I have a system that generates large quantities of PostScript files that each contain multiple, multi-page documents. I want to write a script that takes these large PostScript documents and outputs multiple PDF documents from each.

For example one postscript file contains 200 letters to customers, each of which is 10 pages long. This postscript file contains 2000 pages. I want to output from this 1 ps document, 200x 10 page PDFs, one for each customer.

I'm thinking GhostScript is the way to go for this level of document manipulation but I'm not sure the best way to go - Is there a function in GhostScript to take 'pages 1-10' of the input ps file? Do I have to output the entire ps file as 2000 separate ps files (1 per page) then combine them back together again?

Or is there a much simpler way of acheiving my goal with something other than GhostScript?

Many Thanks,
Ben

3

3 Answers

1
votes

Well, you might first make the PS into a PDF object collection (or directly generate a PDF from GhostScript by printing to the PDFWriter device), and then "cut" from the big PDF using pdftk, which would be quite fast.

2
votes

Technically this will be possible in the next release of Ghostscript, or using the HEAD code in the Git repository. It is now possible to switch devices when using pdfwrite which will cause the device to close and complete the current PDF file. Switching back again will start a new one.
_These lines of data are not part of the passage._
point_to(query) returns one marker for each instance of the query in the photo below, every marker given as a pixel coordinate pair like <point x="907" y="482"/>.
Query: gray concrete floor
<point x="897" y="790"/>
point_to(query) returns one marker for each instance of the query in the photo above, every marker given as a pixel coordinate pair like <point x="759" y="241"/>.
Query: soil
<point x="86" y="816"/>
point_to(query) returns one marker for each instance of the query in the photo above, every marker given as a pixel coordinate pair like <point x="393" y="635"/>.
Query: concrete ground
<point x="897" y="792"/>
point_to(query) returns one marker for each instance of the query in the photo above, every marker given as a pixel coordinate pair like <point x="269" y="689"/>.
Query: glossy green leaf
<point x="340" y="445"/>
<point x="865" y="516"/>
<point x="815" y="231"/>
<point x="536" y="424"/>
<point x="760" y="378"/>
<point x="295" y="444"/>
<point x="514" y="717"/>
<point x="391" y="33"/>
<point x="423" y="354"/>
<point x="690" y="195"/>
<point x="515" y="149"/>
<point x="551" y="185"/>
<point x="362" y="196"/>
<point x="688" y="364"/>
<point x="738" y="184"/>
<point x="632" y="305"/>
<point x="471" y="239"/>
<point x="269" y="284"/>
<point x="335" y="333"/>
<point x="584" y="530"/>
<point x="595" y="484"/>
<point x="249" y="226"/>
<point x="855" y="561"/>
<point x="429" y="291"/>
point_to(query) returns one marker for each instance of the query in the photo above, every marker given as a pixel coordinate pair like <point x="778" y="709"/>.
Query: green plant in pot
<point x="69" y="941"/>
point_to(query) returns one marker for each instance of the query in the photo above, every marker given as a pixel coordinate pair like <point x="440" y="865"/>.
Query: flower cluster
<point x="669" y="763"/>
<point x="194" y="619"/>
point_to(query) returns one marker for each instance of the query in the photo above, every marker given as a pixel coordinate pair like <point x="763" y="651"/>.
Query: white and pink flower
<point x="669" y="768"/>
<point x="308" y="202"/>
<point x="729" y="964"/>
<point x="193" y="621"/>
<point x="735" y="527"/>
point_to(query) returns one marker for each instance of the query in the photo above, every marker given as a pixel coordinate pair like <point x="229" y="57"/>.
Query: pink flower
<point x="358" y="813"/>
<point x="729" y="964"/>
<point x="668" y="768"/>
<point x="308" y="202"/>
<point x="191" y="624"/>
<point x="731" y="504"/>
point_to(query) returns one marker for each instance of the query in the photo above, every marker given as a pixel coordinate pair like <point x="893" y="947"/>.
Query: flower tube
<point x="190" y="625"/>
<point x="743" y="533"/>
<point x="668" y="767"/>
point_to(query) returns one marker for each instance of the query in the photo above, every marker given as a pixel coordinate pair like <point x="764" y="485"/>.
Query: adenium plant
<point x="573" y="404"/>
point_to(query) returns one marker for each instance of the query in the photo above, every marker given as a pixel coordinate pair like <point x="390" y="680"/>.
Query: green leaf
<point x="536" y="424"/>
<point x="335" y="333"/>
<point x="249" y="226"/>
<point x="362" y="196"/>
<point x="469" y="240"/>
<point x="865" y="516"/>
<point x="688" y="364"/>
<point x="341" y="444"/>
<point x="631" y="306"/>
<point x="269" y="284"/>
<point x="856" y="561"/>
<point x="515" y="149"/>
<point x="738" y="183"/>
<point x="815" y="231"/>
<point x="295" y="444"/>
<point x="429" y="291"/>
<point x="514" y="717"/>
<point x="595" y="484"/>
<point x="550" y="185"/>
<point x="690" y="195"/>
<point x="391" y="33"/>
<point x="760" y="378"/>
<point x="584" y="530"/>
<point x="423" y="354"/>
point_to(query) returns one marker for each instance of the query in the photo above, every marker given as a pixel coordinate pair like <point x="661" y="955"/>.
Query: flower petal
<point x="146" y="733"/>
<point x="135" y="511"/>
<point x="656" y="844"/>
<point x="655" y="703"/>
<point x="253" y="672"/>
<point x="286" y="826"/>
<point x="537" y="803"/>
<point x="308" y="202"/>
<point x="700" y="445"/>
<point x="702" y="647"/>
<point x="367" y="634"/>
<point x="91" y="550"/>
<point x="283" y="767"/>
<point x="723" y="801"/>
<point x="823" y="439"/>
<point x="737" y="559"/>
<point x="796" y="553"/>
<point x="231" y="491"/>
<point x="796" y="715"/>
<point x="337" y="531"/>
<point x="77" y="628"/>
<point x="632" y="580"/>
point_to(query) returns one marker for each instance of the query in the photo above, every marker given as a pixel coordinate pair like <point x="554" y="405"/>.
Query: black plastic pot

Combine this with a BeginPage and/or EndPage procedure in the page device dictionary, and you should be able to do something like what you want.

Caveat; I haven't tried any of this, and it will take some PostScript programming to get it to work.

Because of the nature of PostScript, there is no way to extract the 'N'th page from a file, so there is no way to specify a range of pages.

As lsemi suggests you could first convert to one large PDF file and then extract the ranges you want. Ghostscript is able to use the FirstPage and LastPage switches to do this (unlike PostScript, it is possible to extract a specific page from a PDF file).

0
votes

Create the complete PDF file first with the help of Ghostscript:

 gs \
   -o 2000p.pdf \
   -sDEVICE=pdfwrite \
   -dPDFSETTINGS=/prepress \
    2000p.ps

Use pdftk to extract PDF files with 10 pages each:

 for i in $(seq 0 10 199); do \
     export start=$(( ${i} * 1 + 1 )); \
     export end=$(( ${start} + 9 ));  \
     pdftk \
        2000p.pdf \
        cat ${start}-${end} \
        output pages---${start}..${end}.pdf; \
 done

You can have Ghostscript generate a 2000page sample+test PDF for you by first creating a sample PostScript file named '2000p.ps' with these contents:

 %!PS
 /H1 {/Helvetica findfont 48 scalefont setfont .2 .2 1 setrgbcolor} def
 /pageframe  {1 0 0 setrgbcolor 2 setlinewidth 10 10 575 822 rectstroke} def
 /gopageno {H1 300 700 moveto } def
 1 1 2000 {pageframe gopageno
    4 string cvs
    dup stringwidth pop
    -1 mul 0 rmoveto
    show
    showpage} for

and then run this command:

 gs -o 2000p.pdf -sDEVICE=pdfwrite -g5950x8420 2000p.ps